At the same time, my startup command is: master

nvidia-cuda-mps-control -d
CUDA_VISIBLE_DEVICES=0 python -m lightllm.server.api_server --model_dir /opt/nas/p/zhangwei/model_hub/Qwen2.5-7B-Instruct --model_name qwen --run_mode "pd_master" --host 0.0.0.0 --port 60011

prefil

CUDA_VISIBLE_DEVICES=0,1 KV_TRANS_USE_P2P=1 LOADWORKER=1 python -m lightllm.server.api_server --model_dir /opt/nas/p/zhangwei/model_hub/Qwen2.5-7B-Instruct --run_mode "prefill" --host 0.0.0.0 --port 8017 --tp 2 --nccl_port 2732 --max_total_token_num 400000 --tokenizer_mode fast --pd_master_ip 0.0.0.0  --pd_master_port 60011 --use_dynamic_prompt_cache --max_req_total_len 16000 --running_max_req_size 128 --disable_cudagraph

decode

CUDA_VISIBLE_DEVICES=2,3,4,5 KV_TRANS_USE_P2P=1 LOADWORKER=10 python -m lightllm.server.api_server --model_dir /opt/nas/p/zhangwei/model_hub/Qwen2.5-7B-Instruct --run_mode "decode" --host 0.0.0.0 --port 8118 --nccl_port 12322 --tp 4 --max_total_token_num 400000 --graph_max_len_in_batch 2048 --graph_max_batch_size 16 --tokenizer_mode fast --pd_master_ip 0.0.0.0 --pd_master_port 60011 --use_dynamic_prompt_cache

Have you encountered the above problems? Is there any solution?

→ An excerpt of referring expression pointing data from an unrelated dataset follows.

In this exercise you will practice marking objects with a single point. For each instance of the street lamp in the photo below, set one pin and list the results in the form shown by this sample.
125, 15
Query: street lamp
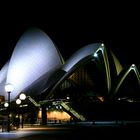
22, 96
8, 89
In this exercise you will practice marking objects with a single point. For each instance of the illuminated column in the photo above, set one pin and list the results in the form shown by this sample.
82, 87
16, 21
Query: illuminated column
8, 89
44, 115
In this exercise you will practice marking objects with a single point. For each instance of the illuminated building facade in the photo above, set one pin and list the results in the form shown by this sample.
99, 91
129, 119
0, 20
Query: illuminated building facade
92, 75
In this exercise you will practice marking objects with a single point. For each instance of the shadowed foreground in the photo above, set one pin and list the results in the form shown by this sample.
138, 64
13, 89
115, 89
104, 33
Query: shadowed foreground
73, 132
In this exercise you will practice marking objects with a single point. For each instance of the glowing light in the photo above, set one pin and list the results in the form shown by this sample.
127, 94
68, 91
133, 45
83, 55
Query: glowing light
8, 88
18, 101
6, 104
22, 96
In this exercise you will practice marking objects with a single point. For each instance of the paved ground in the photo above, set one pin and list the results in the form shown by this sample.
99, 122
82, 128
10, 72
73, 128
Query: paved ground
87, 132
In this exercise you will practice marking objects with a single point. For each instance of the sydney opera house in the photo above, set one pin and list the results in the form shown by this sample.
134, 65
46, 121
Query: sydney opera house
91, 85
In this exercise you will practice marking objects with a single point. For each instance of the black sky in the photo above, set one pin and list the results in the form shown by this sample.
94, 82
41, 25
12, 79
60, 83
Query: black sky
71, 29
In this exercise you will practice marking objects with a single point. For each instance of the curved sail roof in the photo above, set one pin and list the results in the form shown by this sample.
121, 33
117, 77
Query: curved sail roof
34, 55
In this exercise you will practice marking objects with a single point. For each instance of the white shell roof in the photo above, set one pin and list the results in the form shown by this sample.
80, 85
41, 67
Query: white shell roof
34, 55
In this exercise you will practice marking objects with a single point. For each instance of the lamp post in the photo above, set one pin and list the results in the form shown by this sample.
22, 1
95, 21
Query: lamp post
8, 89
22, 97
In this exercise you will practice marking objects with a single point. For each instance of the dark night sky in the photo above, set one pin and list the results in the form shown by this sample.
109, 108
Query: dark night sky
71, 29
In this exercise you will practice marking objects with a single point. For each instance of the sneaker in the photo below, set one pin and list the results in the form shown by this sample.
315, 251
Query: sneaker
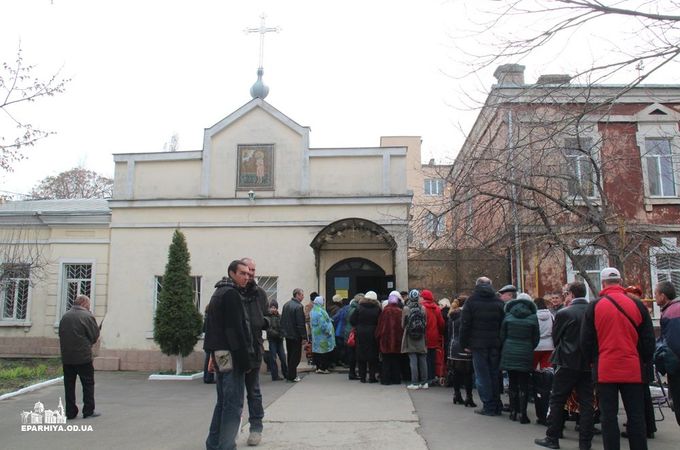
547, 442
254, 438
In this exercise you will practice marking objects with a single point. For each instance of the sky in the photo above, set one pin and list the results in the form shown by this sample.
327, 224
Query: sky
142, 71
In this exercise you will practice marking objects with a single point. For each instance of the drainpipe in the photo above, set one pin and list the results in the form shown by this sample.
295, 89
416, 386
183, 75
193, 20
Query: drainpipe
515, 217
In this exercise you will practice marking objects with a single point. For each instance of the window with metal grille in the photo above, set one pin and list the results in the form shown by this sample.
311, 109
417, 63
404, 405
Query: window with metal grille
269, 284
434, 186
77, 281
581, 176
660, 175
15, 285
195, 284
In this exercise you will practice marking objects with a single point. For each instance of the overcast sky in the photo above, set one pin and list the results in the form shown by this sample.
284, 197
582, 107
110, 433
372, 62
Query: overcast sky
352, 70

Dimensionzw avatar Feb 12 '25 09:02 Dimensionzw

@Dimensionzw prefill node and decode node need use same --tp params. currently this constraint is needed.

hiworldwzj avatar Feb 19 '25 06:02 hiworldwzj

Does support multi-node PD disaggregated currently ?

sitabulaixizawaluduo avatar Feb 19 '25 11:02 sitabulaixizawaluduo

So does it support multiple P nodes and multiple D nodes? If supported, please provide an example, e.g. 1P2D

binbabou avatar Feb 24 '25 10:02 binbabou

@sitabulaixizawaluduo @DayDayupupupup supported now, only start p and d, the pd master will manager all details.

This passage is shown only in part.